本文介绍了一个解决特定字符串按长度p和q拆分问题的算法。该算法通过动态规划确定是否可以将输入字符串成功拆分为指定长度的子串,并输出所有可能的拆分方案。
You are given the string s of length n and the numbers p, q. Split the string s to pieces of length p and q.
For example, the string "Hello" for p = 2, q = 3 can be split to the two strings "Hel" and "lo" or to the two strings "He" and "llo".
Note it is allowed to split the string s to the strings only of length p or to the strings only of length q (see the second sample test).
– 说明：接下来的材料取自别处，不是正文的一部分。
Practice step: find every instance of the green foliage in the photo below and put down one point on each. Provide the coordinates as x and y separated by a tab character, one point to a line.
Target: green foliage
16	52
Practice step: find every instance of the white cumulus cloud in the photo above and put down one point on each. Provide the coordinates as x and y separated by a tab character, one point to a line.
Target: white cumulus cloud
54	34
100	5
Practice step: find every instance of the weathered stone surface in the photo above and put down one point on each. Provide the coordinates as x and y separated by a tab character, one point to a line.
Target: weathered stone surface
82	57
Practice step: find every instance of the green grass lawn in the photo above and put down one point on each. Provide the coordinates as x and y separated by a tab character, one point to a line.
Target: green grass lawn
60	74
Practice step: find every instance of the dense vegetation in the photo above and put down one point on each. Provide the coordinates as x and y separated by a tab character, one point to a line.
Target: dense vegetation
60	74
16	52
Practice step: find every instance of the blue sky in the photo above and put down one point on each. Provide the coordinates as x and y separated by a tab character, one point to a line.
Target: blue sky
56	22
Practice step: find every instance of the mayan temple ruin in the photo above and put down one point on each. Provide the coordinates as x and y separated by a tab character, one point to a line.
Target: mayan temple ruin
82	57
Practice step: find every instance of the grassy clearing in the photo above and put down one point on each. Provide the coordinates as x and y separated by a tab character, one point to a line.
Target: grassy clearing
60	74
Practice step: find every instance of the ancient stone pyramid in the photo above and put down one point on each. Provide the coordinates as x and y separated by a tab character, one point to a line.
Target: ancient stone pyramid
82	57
The first line contains three positive integers n, p, q (1 ≤ p, q ≤ n ≤ 100).
The second line contains the string s consists of lowercase and uppercase latin letters and digits.
If it's impossible to split the string s to the strings of length p and q print the only number "-1".
Otherwise in the first line print integer k — the number of strings in partition of s.
Each of the next k lines should contain the strings in partition. Each string should be of the length p or q. The string should be in order of their appearing in string s — from left to right.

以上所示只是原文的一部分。